Keeping tabs on thunderstorms
A thunder and lightning storm over Nitzan, in the south of Israel. (photo by Edi Israel/Flash90)
New research by an Israeli scientist will likely be crucial to measuring the impact of climate change on thunderstorms. The varying frequency and intensity of thunderstorms have direct repercussions for the public, agriculture and industry.
To draft a global thunderstorm map, Prof. Colin Price of Tel Aviv University’s department of geosciences and graduate student Keren Mezuman used a vast global lightning network of 70 weather stations capable of detecting radio waves produced by lightning – the main feature of a thunderstorm – from thousands of miles away.
“To date, satellites have only provided snapshots of thunderstorm incidence,” said Price, whose new map of thunderstorms around the world is the first of its kind. “We want to use our algorithm to determine how climate change will affect the frequency and intensity of thunderstorms. According to climate change predictions, every one percent rise in global temperature will lead to a 10 percent increase in thunderstorm activity. This means that we could see 25 percent more lightning by the end of the century.”

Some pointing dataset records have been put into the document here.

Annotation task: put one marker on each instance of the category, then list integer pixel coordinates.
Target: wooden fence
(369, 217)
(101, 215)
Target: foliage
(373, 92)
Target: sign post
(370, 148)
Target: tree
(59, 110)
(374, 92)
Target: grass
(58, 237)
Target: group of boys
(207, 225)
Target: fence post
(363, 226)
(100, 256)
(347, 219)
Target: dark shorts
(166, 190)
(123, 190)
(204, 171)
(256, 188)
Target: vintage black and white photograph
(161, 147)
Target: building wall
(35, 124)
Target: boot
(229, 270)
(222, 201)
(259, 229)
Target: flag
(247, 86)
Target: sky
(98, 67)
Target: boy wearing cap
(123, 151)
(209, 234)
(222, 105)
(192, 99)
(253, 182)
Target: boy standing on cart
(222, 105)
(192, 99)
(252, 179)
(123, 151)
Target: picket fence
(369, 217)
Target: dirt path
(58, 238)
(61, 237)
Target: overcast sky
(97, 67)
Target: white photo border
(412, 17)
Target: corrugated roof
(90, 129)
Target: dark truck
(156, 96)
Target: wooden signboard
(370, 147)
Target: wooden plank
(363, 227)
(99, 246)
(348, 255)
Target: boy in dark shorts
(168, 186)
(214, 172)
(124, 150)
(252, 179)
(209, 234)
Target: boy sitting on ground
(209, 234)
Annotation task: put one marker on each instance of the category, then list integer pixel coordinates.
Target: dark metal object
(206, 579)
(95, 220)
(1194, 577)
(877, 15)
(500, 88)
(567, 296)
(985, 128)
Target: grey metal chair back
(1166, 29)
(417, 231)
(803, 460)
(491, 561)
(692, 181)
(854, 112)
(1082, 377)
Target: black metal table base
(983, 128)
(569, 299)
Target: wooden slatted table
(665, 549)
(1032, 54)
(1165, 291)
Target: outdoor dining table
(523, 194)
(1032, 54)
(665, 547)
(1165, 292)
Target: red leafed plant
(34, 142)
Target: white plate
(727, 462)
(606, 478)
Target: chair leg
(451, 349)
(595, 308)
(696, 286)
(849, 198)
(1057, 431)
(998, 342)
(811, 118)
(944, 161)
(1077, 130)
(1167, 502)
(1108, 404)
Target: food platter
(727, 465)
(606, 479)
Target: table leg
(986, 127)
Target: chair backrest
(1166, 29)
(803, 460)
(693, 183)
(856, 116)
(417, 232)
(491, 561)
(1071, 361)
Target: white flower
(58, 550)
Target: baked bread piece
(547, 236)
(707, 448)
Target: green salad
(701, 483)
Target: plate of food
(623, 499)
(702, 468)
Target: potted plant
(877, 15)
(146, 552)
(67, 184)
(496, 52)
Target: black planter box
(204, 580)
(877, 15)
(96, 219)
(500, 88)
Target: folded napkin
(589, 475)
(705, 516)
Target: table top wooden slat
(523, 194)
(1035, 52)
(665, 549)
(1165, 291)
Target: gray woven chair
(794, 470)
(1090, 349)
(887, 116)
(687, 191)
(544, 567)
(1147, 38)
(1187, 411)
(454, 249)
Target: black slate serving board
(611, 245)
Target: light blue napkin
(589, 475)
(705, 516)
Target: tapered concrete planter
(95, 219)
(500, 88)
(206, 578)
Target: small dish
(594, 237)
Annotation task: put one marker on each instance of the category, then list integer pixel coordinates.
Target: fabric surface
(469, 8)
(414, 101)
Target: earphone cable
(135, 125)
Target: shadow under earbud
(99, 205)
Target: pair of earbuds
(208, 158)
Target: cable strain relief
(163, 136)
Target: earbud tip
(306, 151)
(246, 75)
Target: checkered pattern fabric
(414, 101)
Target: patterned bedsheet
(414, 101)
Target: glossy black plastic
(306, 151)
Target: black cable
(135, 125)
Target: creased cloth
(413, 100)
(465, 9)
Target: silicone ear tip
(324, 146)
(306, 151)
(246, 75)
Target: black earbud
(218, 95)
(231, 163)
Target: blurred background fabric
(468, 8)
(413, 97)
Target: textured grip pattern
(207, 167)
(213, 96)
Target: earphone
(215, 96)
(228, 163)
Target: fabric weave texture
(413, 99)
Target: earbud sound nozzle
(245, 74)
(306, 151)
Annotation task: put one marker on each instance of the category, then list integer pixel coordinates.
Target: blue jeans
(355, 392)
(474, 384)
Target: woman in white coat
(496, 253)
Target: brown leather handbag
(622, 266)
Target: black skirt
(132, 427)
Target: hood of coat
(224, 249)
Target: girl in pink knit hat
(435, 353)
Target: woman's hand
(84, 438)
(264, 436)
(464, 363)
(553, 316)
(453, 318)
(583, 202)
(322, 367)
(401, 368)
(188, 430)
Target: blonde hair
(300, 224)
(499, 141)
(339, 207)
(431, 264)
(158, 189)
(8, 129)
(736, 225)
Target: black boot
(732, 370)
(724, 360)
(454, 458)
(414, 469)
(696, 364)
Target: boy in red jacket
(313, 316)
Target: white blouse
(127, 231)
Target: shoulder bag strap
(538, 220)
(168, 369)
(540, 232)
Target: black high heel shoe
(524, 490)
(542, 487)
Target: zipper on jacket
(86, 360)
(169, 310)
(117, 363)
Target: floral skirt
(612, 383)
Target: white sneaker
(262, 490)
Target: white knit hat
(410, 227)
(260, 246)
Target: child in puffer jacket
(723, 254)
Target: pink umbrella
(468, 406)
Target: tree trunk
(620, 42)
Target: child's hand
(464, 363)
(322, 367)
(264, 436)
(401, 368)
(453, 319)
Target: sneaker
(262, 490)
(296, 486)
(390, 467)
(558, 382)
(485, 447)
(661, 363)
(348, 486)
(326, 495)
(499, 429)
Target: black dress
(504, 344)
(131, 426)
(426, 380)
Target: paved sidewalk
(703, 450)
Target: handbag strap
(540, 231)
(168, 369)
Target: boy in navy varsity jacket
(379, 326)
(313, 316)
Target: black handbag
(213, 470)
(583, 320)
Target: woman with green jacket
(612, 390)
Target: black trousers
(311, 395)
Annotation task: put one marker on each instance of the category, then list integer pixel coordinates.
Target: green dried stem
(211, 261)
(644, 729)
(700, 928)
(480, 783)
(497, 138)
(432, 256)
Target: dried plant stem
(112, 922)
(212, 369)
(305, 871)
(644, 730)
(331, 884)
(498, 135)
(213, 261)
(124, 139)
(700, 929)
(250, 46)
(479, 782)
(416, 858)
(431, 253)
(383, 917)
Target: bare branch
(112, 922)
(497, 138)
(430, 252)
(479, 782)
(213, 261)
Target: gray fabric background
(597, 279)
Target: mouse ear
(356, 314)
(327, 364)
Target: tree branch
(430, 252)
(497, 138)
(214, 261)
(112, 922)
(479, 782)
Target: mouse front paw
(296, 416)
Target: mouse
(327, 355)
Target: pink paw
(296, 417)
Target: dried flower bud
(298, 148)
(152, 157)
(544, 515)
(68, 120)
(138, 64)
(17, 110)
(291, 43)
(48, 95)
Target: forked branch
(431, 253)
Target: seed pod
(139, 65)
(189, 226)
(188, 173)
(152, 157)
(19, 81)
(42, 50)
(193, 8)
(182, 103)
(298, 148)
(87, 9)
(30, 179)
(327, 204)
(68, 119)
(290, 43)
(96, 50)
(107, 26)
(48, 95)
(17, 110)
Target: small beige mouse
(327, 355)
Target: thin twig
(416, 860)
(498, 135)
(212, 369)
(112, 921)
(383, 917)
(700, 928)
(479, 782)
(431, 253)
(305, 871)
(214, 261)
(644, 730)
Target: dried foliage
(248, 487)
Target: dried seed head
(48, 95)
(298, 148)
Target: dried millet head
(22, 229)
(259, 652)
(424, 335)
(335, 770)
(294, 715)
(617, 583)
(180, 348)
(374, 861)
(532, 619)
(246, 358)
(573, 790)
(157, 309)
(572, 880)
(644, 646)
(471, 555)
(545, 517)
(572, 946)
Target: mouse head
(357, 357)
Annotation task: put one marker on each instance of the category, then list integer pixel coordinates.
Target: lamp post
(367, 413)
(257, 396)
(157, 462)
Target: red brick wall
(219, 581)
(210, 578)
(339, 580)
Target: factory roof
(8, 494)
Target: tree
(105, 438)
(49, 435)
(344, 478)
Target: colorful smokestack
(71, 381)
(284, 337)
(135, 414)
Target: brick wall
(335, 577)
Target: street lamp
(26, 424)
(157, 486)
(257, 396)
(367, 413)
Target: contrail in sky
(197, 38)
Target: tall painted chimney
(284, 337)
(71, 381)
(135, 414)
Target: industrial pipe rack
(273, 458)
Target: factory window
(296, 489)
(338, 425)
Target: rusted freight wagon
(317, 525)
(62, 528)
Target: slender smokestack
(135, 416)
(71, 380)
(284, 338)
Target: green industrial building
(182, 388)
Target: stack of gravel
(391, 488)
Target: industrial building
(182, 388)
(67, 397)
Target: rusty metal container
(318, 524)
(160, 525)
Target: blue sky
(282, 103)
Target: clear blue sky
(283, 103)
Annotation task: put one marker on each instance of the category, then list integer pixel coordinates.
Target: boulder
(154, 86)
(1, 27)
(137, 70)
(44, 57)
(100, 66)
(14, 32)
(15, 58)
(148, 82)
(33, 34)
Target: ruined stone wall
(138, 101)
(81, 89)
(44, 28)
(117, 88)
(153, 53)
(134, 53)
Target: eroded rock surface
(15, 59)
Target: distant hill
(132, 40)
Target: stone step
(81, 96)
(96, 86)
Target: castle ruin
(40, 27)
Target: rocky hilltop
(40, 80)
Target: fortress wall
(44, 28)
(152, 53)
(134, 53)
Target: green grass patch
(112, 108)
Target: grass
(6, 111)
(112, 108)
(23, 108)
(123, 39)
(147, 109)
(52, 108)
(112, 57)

Price and his team registered the exact GPS time of every detected lightning pulse every hour. The researchers then calculated the difference in arrival times of signals, using data from four to five different stations to locate individual lightning strokes anywhere on the globe. Finally, the researchers grouped the detected flashes into clusters of thunderstorm cells.
The World Wide Lightning Location Network (wwlln.net) is run by atmospheric scientists at universities and research institutes around the world. The TAU team harnessed this ground-based system to cluster individual lightning flashes into “thunderstorm cells.” The WWLLN station in Israel has the ability to detect lightning as far away as central Africa.
“When we clustered the lighting strikes into storm cells, we found that there were around 1,000 thunderstorms active at any time somewhere on the globe,” said Price. “How lightning will be distributed in storms, and how the number and intensity of storms will change in the future, are questions we are working on answering.”
The research was published in Environmental Research Letters.